Here, the idea seems to be that once Juno has a chance to “think” it through, she must allow her baby to be borned. Better still, she and Leah look through the PennySaver and find a picture perfect couple looking to adopt. Leah endorses them full-heartedly: “The only thing missing is your bastard.” Thus it would seem adoption is “best.” When Juno travels with her father (J.K. Simmons) to meet the couple and arrange the details, Vanessa (Jennifer Garner) and Mark (Jason Bateman) do appear to have everything to offer the baby that Juno doesn’t: a nice home, good schools, lots of time and attention. In this way, the film urges Juno to indulge Vanessa’s lifelong dream of motherhood, for which she is so clearly suited. Just as predictably, the tension between Vanessa’s intense desire for a baby and Juno’s indifference towards her own initiates a competition between the two females, intensified by a not-so-latent sexual tension between Mark and Juno.
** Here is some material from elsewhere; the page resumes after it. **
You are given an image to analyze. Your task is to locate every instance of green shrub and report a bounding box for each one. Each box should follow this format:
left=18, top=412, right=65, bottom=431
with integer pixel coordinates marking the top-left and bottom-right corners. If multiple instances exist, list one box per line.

Churning out witty retorts like rapid-fire Internet chat, Juno contends with her life as a high school pariah and baby-incubator, complaining mostly about her size and never apparently questioning the many implications of her condition or decision. The small potential wrench in the film’s slick works is her complicated relationship with Paulie. Her efforts to reconcile with him are, sadly, buried at the end of the second act. While Juno’s snarky façade is somewhat diminished in Paulie’s earnestness, suggesting how comfortable she feels with him, it’s Michael Cera’s performance that grounds Juno‘s most touching and revealing scenes. It’s ironic that a film so charmed by its own leading lady fails to pay enough attention to the boy who charms her back.
The movie is surely enamored of its over-stylization, but writer Diablo Cody and director Jason Reitman most often maneuver away from many looming clichés. It does this through a series of plot acrobatics that underline the movie’s hip unconventionality, even as they also signal an actual investment in Juno’s interests and happiness — a welcome distinction from, say, Judd Apatow’s version of the unexpected pregnancy comedy. And that in itself is a kind of unconventionality. This makes it all the more disappointing that a key point — manifested in Juno’s tearful breakdown and recuperation while driving on the side of a country road — feels pat and familiar. For all its work to be so different, Juno occasionally is the same.